Strings Replace#

group strings_replace

Functions

std::unique_ptr<column> replace(strings_column_view const &input, string_scalar const &target, string_scalar const &repl, cudf::size_type maxrepl = -1, rmm::cuda_stream_view stream = cudf::get_default_stream(), rmm::device_async_resource_ref mr = rmm::mr::get_current_device_resource())#

Replaces target string within each string with the specified replacement string.

This function searches each string in the column for the target string. If found, the target string is replaced by the repl string within the input string. If not found, the output entry is just a copy of the corresponding input string.

Specifying an empty string for repl will essentially remove the target string if found in each string.

Null string entries will return null output string entries.

Example:
s = ["hello", "goodbye"]
r1 = replace(s,"o","OOO")
r1 is now ["hellOOO","gOOOOOOdbye"]
r2 = replace(s,"oo","")
r2 is now ["hello","gdbye"]
Throws:

cudf::logic_error – if target is an empty string.

Parameters:
  • input – Strings column for this operation

  • target – String to search for within each string

  • repl – Replacement string if target is found

  • maxrepl – Maximum times to replace if target appears multiple times in the input string.

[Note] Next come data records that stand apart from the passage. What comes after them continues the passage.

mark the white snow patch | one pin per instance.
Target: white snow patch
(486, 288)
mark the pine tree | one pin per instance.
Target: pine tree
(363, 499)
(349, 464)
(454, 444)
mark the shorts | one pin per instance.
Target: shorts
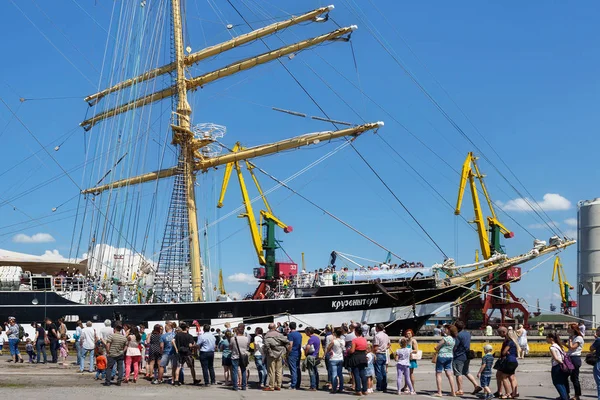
(443, 364)
(156, 357)
(166, 358)
(186, 358)
(510, 368)
(484, 380)
(460, 367)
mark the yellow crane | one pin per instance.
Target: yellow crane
(470, 172)
(221, 287)
(558, 272)
(498, 294)
(264, 246)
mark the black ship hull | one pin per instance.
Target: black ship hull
(399, 305)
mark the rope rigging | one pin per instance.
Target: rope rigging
(314, 101)
(378, 37)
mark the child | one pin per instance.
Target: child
(403, 366)
(370, 371)
(100, 363)
(30, 352)
(64, 350)
(485, 372)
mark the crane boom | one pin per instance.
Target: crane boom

Default of -1 specifies replace all occurrences of target in each string.

  • stream – CUDA stream used for device memory operations and kernel launches

  • mr – Device memory resource used to allocate the returned column’s device memory

Returns:

New strings column

std::unique_ptr<column> replace_slice(strings_column_view const &input, string_scalar const &repl = string_scalar(""), size_type start = 0, size_type stop = -1, rmm::cuda_stream_view stream = cudf::get_default_stream(), rmm::device_async_resource_ref mr = rmm::mr::get_current_device_resource())#

This function replaces each string in the column with the provided repl string within the [start,stop) character position range.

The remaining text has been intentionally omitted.